A Chinese woman held 16 jobs for 3 years and never showed up to work, report says

In a startling revelation, it has been reported that a Chinese woman, known only by the pseudonym Guan Yue, managed to maintain a facade of employment for three years, juggling a staggering 16 corporate jobs, all without ever setting foot in any of her workplaces.

This audacious feat was part of a labor-fraud operation that amounted to nearly $7 million, as disclosed by the Chinese state-owned newspaper Xinmin.

Guan Yue meticulously documented her ever-growing list of job positions on a simple sheet of paper. When attending job interviews, she craftily snapped pictures during the process and shared them in her employers’ work communication channels, cunningly suggesting she was actively engaging with clients and colleagues.

As her list of job offers continued to expand beyond her capacity, she ingeniously passed on these positions to trusted friends while pocketing a commission for her role as a middleman.

This elaborate scheme wasn’t a one-woman operation, as Guan Yue’s husband was also deeply entwined in the intricate web of deceit.

Together, they amassed substantial earnings from their fraudulent activities, channeling the illicit funds through a labyrinth of bank accounts. The couple’s ill-gotten wealth culminated in the purchase of a luxurious apartment in Shanghai.

The sprawling labor-fraud operation involved hundreds of companies, but the house of cards came crashing down in January when an observant internet-tech CEO, identified under the pseudonym Liu Jian, made a crucial discovery.

Subsequently, he terminated their employment, only to stumble upon a shocking revelation. The group’s leader, referred to pseudonymously as Yang Hong in the newspaper, mistakenly shared an incriminating image in a work communication channel, disclosing his dual employment status.

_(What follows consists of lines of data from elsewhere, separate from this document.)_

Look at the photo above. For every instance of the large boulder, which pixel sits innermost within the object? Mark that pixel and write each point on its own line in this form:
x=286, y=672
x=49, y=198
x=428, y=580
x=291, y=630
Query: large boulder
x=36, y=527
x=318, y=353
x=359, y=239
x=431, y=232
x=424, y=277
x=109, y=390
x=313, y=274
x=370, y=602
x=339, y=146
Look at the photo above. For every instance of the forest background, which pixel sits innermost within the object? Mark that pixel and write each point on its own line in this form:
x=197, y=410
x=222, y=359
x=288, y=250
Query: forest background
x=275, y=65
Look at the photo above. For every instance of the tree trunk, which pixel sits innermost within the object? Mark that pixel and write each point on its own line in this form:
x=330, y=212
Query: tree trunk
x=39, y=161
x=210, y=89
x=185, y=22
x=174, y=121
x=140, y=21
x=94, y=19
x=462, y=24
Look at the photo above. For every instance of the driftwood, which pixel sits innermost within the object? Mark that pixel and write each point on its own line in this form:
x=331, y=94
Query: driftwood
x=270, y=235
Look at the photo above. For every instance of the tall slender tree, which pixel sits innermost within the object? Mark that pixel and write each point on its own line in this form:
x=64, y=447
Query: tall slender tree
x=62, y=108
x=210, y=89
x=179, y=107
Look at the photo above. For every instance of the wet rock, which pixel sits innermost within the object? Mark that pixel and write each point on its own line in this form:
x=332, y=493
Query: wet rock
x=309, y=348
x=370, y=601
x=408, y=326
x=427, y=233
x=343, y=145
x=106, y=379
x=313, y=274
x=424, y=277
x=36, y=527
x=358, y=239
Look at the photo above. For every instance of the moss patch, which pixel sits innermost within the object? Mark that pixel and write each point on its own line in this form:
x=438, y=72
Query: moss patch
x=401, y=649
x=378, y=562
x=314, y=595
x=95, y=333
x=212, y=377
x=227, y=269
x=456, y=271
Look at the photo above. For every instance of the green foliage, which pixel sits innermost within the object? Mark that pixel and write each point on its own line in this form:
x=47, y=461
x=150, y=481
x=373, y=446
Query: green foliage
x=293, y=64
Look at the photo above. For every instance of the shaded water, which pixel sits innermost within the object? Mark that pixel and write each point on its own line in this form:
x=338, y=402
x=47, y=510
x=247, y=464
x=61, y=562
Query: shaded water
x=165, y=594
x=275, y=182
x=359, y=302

This revelation prompted Liu Jian to contact the authorities, resulting in a sweeping investigation that led to the arrest of 53 individuals linked to the elaborate labor-fraud scheme.

Xinmin emphasizes that this form of labor fraud represents a widespread and pressing issue within China, with an estimated 700-800 organized groups routinely engaging in the practice of holding multiple positions simultaneously.

These groups, as reported by the newspaper, have honed their skills in securing employment, presenting themselves as highly skilled interviewees, and fabricating impeccably polished resumes, despite their fraudulent nature.